Several commissioners, however, agree with the most vocal residents on another approach. The county should get out of the road maintenance business in the Ranchettes.

“I’m not in agreement with staying in there,” Commissioner Bill Truex said at a later board meeting on Feb. 25. “The more I learn, the more I stand firm in that convction.”

The 2,200-acre neighborhood is located on the edge of the Babcock Wildlife Preserve, east of the Punta Gorda Airport. It has only a few hundred full-time residents and many vacant, untamed lots. But the number of people moving in is growing fast. New residents are finding the roads become impassable in the rainy season.

“When you have dirt roads, you’re throwing money into the wind,” Elias told commissioners.

The other recommendation alarmed the homeowners who attended the workshop.

That recommendation is to raise fees for the Ranchette property owners from $100 to $400 per acre per year. Lot sizes are large in the Ranchettes, at least 1¼ acre each.

That money would go to hire in-house staff, buy equipment to repair the road beds and fix drainage problems, Elias said. Eventually, the county should consider some kind of paving program, he added, but that would not happen for many years, and would cost millions.

After many meetings, neighborhood property owners still cannot agree on a strategy, according to Elias.

“We couldn’t get one direction that everybody wanted to go in,” Elias told commissioners.

There was agreement, however, among a half-dozen property owners at commissioners’ meeting. They don’t want paving, and they don’t want their property assessments to quadruple. Another dozen showed up at the later meeting. So far, no one has expressed public support for paving roads.

“I’ll never be able to pay that,” said Danna Van Antwerp. “I’m sitting there listening to this, and I’m in tears.”

“I’m getting priced right out of my house,” said Mary Hayden. “Where the hell am I going to live?”

These property owners want the county to relinquish its responsibility for the roads, and let the property owners pursue their own plans.

For example, resident David Kalin said he has found a contractor willing to maintain the roads for $280,000 a year.

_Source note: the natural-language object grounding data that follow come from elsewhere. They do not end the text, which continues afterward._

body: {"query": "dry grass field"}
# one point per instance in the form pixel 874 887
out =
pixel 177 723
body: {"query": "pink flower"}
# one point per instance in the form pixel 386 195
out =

It’s not that simple, said Elias. The county’s legal department has advised public works that abandoning county control could leave the county open to legal liability.

One property owner, Bill Farris, asked that the county at least stop cutting the rounded crest off the shell roads, which causes them to pool up with water.

That would violate the Americans with Disability Act, said Elias.

Commissioner Joe Tiseo said he is getting the message from many property owners that they do not want paving.

“I’m not comfortable with this whole thing. I’ve gotten so many mixed messages,” he said.

Commissioner Christopher Constance suggested the county fix drainage problems first, and then find a way to hand over the maintenance to the residents.

“If we could get everybody unanimous, and say, ‘County, go away,’ that probably would solve the problem,” he said.